Картины модного живописца Клевера, которого я не могу причислить к русским художникам, «Весна» и «Вечер», кидаются в глаза, как и большинство его произведений, грубостью письма и стремлением к эффекту.
Прекрасную, по моему скромному мнению лучшую из пейзажей, вещь выставил барон Тизенгаузен из Мюнхена, именно: «У Адриатического моря»; очень хорош также пейзаж Венглейна, также мюнхенского художника, «Перед грозою», с испуганным стадом на первом плане; но этим пейзажем любовалась уже половина Петербурга в магазине Беггрова. Вообще пейзажей много: до восьмидесяти нумеров; но, кроме весьма и весьма немногих, о которых уже было сказано, они не выдерживают ни малейшей критики, а произведения гг. Красовских, Пене, Экгорстов и других подобных просто ужасны!.. Видно, что только настоятельная надобность составить выставку заставила комитет Общества принимать на выставку вещи старые и совершенно уничтожить экспертизу при приеме новых.
Портретами настоящая выставка решительно хромает. По большей части они настолько дурны, что говорить о них – даром тратить место на этих столбцах.

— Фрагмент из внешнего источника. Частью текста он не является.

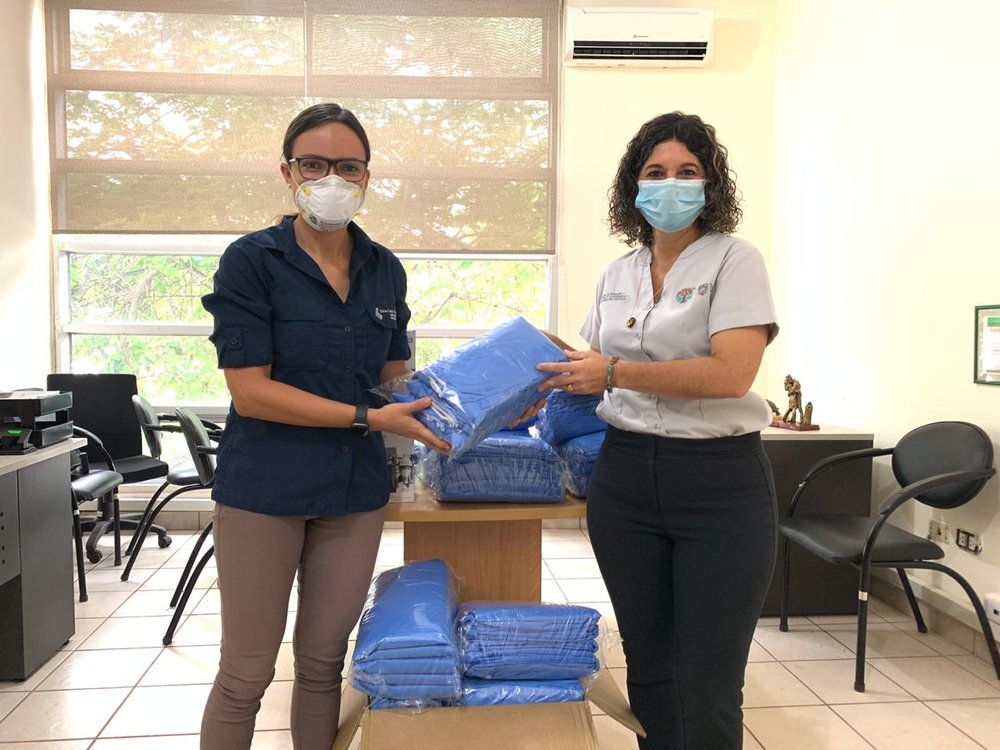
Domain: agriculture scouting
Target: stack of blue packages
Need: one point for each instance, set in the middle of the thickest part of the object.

Душа Общества, В.И. Якоби, выставил картинку, составляющую переход от портрета к жанру: «Портрет г-жи Розинской с дочерью». Сидит на кресле г-жа Розинская, около нее резвится ее маленькая дочь; вокруг обстановка роскошной гостиной. Все это очень мило, ярко, пестро, вообще прекрасно; и другая картина г. Якоби, «Любитель редкостей», с криво поставленной дамой, тоже прекрасна; только, странное дело, смотря на эти картинки, я невольно вспомнил одну из прежних картин нашего Семевского живописи. Я вспомнил «Привал арестантов». Я вспомнил поразительное впечатление, произведенное этой картиной на публику (были в ней, конечно, и недостатки, но побочные). Как ухитрился художник так передать свои симпатии, свои стремления, свой внутренний склад! Темное, пасмурное небо, дождь, слякоть – и уютная гостиная с экзотическими растениями! Мокрый верстовой столб, мокрые повозки, с колесами, до ступиц покрытыми грязью, – и роскошное кресло, в котором так удобно расположиться покейфовать после обеда! Измученные лица арестантов, бледное и холодное лицо покойника, которому бесчувственный конвойный из какого-то странного любопытства задирает пальцем глаза, – и резкая, улыбающаяся группа изящной, или, по крайней мере, долженствующей быть такою, аристократической матери и ребенка в белом хорошеньком платьице.